Michael Stumo, CEO of the Coalition for a Prosperous America, which represents manufacturers and other American businesses, said China has been identified as an adversary of the United States in national intelligence estimates.

“We are in China-shock 2.0,” Stumo said on Wednesday’s call. “We saw what happened with China-shock 1.0. And finally America is starting to react.”

Brown has already called for a ban in the U.S. on Chinese-made electric vehicles “to protect Ohio autoworkers, and to combat the economic and national security threats posed by Chinese automakers.”

He wrote to President Biden in April, saying: “Time and again, we have seen the Chinese government dump highly-subsidized goods into markets for the purpose of undermining domestic manufacturing. With this approach, the Chinese Communist Party is playing a long game — identifying critical emerging sectors, treating them as mechanisms for large-scale domestic employment.”

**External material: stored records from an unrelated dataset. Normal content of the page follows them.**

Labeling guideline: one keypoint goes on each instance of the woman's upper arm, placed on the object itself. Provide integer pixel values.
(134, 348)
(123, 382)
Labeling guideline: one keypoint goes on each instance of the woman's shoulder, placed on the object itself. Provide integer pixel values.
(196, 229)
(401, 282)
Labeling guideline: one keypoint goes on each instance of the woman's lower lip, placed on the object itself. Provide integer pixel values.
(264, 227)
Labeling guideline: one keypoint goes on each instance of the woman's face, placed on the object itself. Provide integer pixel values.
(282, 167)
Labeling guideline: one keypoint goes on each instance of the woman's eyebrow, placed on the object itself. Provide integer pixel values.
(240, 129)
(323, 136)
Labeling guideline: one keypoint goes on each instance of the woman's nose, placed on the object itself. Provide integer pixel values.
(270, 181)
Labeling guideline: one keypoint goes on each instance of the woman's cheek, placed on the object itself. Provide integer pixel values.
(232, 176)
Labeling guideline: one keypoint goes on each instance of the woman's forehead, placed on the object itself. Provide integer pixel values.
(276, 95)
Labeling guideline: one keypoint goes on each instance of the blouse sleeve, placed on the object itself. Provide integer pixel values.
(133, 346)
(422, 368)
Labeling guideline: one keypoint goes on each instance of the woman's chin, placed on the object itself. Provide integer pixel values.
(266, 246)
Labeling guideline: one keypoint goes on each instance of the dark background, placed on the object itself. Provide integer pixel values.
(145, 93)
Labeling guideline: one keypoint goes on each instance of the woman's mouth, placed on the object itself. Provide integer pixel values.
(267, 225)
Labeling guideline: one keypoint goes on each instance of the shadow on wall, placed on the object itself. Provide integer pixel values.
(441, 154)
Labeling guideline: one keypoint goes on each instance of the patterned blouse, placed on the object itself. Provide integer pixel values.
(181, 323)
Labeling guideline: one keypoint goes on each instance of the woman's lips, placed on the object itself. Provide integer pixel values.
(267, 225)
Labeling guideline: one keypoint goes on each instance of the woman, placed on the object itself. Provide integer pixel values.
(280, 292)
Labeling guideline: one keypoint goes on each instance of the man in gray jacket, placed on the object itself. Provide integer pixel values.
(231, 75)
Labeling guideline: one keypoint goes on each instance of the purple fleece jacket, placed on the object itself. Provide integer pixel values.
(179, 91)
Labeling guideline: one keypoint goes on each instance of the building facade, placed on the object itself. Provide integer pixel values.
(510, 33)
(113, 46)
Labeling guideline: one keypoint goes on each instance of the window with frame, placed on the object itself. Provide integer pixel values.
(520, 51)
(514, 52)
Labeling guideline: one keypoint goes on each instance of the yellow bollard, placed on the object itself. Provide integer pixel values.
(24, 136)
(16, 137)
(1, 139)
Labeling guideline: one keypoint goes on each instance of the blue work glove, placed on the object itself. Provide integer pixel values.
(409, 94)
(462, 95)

Brown offered no details on how a ban might be enforced. “The goal is stop this before the cars are driving down our road. The earlier they do this, the better.”

“This is pre-empting a major problem,” he added.

In April, members of the House Select Committee on the Chinese Communist Party aired concerns in a letter to Defense Secretary Lloyd Austin, citing a Commerce Department investigation, inquiring into a ban on transactions involving certain Chinese vehicle technology in the U.S.

“The authors cite potential data and cyber-security risks posed by so-called connected vehicles that capture massive amounts of personal data,” Bloomberg News reported at the time.

“The national security risk is very real,” the lawmakers wrote. “Many of the enabling technologies such as LiDAR or Internet of Things Modules could continue to operate on our U.S. roads and in our critical infrastructure.”

The world’s largest supplier of LiDAR — light detection and ranging — is Hesai Group, a company with ties to Shanghai and California’s Silicon Valley, Bloomberg said.

A message seeking comment was sent to the U.S.-China Business Council, a private, nonpartisan, nonprofit association of more than 270 American companies that do business with China.